Figure 18 may suggest that one particular anomaly of atmospheric ULF/ELF radiation seems to behave rather differently than other anomalies for the two EQs (especially the first February EQ) (i.e., being independent of other anomalies). Even though there may exist some uncertainty of the reliability of other anomalies in Figure 18, we can notice a likely chain (or cause-and-effect relationship) of the phenomena of the LAIC process for the February EQ in such a way that the effect in the lower altitude, such as AGWs, seems to propagate progressively upwards to the lower ionosphere. That is, it may be present that the lithospheric effect is propagating upwards to upper regions with some delays.

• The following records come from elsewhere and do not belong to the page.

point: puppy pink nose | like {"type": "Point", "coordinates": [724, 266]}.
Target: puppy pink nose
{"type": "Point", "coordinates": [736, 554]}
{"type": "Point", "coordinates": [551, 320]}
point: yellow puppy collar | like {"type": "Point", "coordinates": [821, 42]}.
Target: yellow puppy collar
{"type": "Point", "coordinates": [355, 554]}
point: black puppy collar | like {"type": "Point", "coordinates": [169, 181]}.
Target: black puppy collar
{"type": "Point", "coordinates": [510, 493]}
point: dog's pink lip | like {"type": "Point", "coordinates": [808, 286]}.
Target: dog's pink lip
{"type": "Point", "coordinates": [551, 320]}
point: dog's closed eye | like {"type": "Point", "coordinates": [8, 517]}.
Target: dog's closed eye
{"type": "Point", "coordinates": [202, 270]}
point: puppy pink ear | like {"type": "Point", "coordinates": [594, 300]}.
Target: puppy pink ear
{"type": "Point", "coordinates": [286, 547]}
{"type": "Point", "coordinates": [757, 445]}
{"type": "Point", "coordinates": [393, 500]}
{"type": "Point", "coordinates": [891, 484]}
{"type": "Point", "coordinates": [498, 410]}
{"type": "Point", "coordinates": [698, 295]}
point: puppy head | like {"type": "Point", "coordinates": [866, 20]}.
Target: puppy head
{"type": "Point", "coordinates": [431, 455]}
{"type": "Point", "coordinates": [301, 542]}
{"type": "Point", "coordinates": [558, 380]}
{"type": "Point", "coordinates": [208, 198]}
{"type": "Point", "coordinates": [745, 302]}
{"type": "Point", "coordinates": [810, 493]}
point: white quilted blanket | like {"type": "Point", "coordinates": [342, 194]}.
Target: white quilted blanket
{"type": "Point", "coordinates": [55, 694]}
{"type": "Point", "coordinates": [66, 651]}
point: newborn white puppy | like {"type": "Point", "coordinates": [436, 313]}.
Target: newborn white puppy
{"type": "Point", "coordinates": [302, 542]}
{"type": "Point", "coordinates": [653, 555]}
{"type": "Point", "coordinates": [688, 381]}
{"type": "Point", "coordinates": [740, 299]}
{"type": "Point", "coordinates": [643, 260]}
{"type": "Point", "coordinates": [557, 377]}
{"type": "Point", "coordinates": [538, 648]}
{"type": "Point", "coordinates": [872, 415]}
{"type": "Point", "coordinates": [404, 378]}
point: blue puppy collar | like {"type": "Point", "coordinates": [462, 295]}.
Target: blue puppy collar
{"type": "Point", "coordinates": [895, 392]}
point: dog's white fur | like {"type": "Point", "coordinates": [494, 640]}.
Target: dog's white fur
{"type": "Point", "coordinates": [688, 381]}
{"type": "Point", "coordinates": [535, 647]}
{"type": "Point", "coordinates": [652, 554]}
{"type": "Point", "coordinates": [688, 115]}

On the other hand, all of the anomalies observed for the second March EQ are found to occur nearly simultaneously with each other, or in other words, different anomalies take place synchronously in time for the second March EQ. This difference in the temporal appearance of anomalies may give us some hint on the elucidation of the LAIC process with taking into account the expected temporal changes for possible LAIC hypotheses [29,34,35,51,52]. Of course, the way of excitation of AGW is still unclear, even though there are a few possible ways of AGW modulation, such as the direct deformation of the earth’s surface, the presence of an AGW resonator in the lithosphere [98,99], or local disturbances in the lithospheric conductivity by the modulation due to the emanation of charged gases in the EQ preparation phase [31,92,95]. Finally, we cannot say any definite conclusion on the LAIC mechanism.

As mentioned just above, the behavior of atmospheric ULF/ELF emission as the clearest precursor seems to be independent of other anomalies following the LAIC process, even though they are definitely the consequence of lithospheric or surface seismic activity. It seems that this phenomenon is not influencing the upper region (ionosphere), and that it is generated by the lithospheric effects including gas emanation and the associated discharges. In the future, we highly need data on the surface deformation (including GPS data, etc.) as performed by [98,99,100] as the initial agent of the LAIC process for the two EQs, especially because no lithospheric pre-EQ effect, such as lithospheric ULF radiation, was not clearly detected for the two EQs. This work is a relative multiparameter observation, but we require a much more elaborated multiparameter observation in the future.